History of Switch Putting


SWITCH PUTTING  was invented in 1985 by TIM HOLMAN and BRIAN STACK with help from Sparky Butler. On June 21, 1985, Brian and Tim wrote the Stack-Holman Theory of Switch Putting. In 1990 they wrote the Art and Science of Switch Putting. The Foreword was written by Roger Maltbie.

Roger Maltbie was our 1st switch putting student to switch putt on the PGA Tour.  Using the original Stack-Holman Switch Putter Roger was reasonably successful when he made the cut in 7 of the 8 events in which he switch-putted. He rolled his ball beautifully, especially considering his lack of practice and game time experience.     

In 1993 after reading a copy of our book, The Art and Science of Switch Putting, Stanford Golf Coach Wally Goodwin invited us to give a switch putting clinic to the Stanford golf team.  One month later on May 10, 1993, on the 15th green at the  Stanford Golf course,  Brian Stack and I tested the team. It was quite a long day with each player putting 150 balls, but it was well worth it because of the very interesting data we gathered. On the left to right putt, 4 of the top 5 players made more putts left-handed than they made with their life long right-handed stroke. This is after less than a month practicing. The proper fundamental position of standing below the ball and inside the arc is proven to be more important than years of experience putting from above the ball.
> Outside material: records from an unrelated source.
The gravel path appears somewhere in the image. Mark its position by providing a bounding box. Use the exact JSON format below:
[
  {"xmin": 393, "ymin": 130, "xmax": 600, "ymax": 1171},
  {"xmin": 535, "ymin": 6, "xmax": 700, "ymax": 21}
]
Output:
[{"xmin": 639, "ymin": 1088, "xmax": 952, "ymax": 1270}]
A couple of months later Notah Begay asked us to teach him to Switch Putt.  Switch putting gave Notah great confidence in his ability to make any putt from anywhere. His improved putting helped him to win 5 college tournaments in the next 2 years, including setting the all-time record for the lowest round in the NCAA Championships, a 10 under par 62, while leading his Stanford Golf team to the 1994 NCAA Championship.

Notah's professional career highlights include the Nationwide record of 13 under 59, numerous course records, and 4 PGA Tour victories. In his prime, he was one of the most beautiful rollers of the golf ball I have ever seen.